Vom Hitler-Stalin-Pakt zum Krieg in der Ukraine

Bild: Mit schwerem Gerät verlegt Estland ein Sowjetpanzer-Monument in der estnisch-russischen Grenzstadt Narva, 16.8.2022 (IMAGO / Scanpix)
Ist die Invasion der Ukraine der Krieg von Wladimir Putin – oder von Russland? Wer trägt Schuld an dem Blutvergießen: vor allem der Kreml oder auch die Gesellschaft, die dieses Regime stützt oder zumindest toleriert? Wie tief verankert ist der Imperialismus in der russischen Geschichte und Kultur, welche Traditionen gilt es daher zu hinterfragen? Darüber wird nicht zuletzt in der russischen Exilopposition gestritten – auch mit Blick auf die persönliche Verantwortung der Oppositionellen. Eine wichtige Stimme in dieser Debatte ist der Schriftsteller Sergej Lebedew, der sich seit Langem der verdrängten Vergangenheit seines Landes widmet. Sein nachfolgender Beitrag basiert auf einem Vortrag, den er am am 17. Mai im Rahmen der Helsinki Debate on Europe gehalten hat. Übersetzung: Steffen Vogel.

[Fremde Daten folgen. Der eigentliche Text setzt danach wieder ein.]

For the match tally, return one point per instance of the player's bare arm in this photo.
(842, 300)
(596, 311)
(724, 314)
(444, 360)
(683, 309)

Vor fünfzig Jahren, am 1. August 1975, wurde mit der Unterzeichnung des Abkommens von Helsinki die Unverletzlichkeit der nach dem Zweiten Weltkrieg errichteten Grenzen anerkannt. Wie wir wissen, dauerte die Ordnung von Helsinki etwa fünfzehn Jahre. Die Sowjetunion hörte auf zu existieren, und die Länder Ost- und Mitteleuropas fanden ihren Weg zu Freiheit und Eigenstaatlichkeit. Was wie das Ende der Geschichte aussah, hat sich nun in die Rückkehr der Geschichte in ihrer brutalsten Form verwandelt: durch Russlands militärischer Aggression gegen die Ukraine, die russische Besatzung von Teilen des Landes und Moskaus Anspruch auf regionale Vorherrschaft.